Thanks to the problems in Iraq and many Iraqis wanting to leave the country, often illegally, a lot of soldiers and other members of the state security forces sold their weapons as part of efforts to raise funds for their journey, Zamel says. Additionally some soldiers simply supplement their incomes by registering their weapons as lost and then selling them.

And he believes the standard of weapons sold at Maridi is higher than the standard of official issue armaments. “Some army officers come to this market to buy what they need because they know its better quality,” Zamel says.

Another source at the market who wished to remain anonymous, told NIQASH that there are members of the volunteer Shiite Muslim militias who take their officially supplied weapons and sell them on the black market to make money.

Mostly the gun markets are in out of the way places that the official army or police don’t go to. And the arms dealers are creative, the source says. Even if security did close the gun markets down the traders would doubtless still sell using dedicated, and private, Facebook pages.
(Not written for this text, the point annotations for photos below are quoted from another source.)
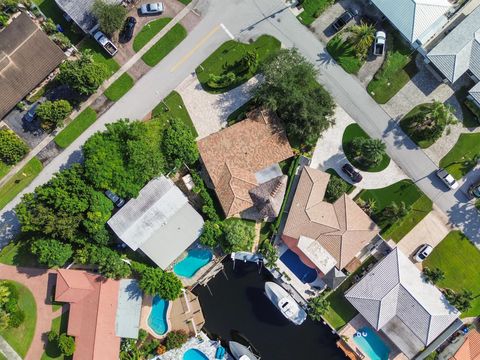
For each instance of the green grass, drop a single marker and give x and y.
(173, 107)
(148, 31)
(313, 9)
(119, 87)
(397, 69)
(351, 132)
(20, 338)
(344, 54)
(459, 259)
(19, 181)
(52, 352)
(340, 311)
(73, 130)
(413, 115)
(166, 44)
(411, 195)
(100, 55)
(463, 156)
(223, 60)
(51, 10)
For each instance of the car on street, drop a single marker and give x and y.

Most households in Baghdad own at least one gun and the arms dealers say that more and more people are buying weapons illegally. They are used in tribal conflicts that turn violent and for personal protection, the dealers suggest. Often young men will boast about their guns.

“But the customers here are not just ordinary people,” says Hassan al-Yasiri, who also has a stand at the market selling light weapons like pistols, automatic weapons and grenades. “A lot of them are army officers and government officials.”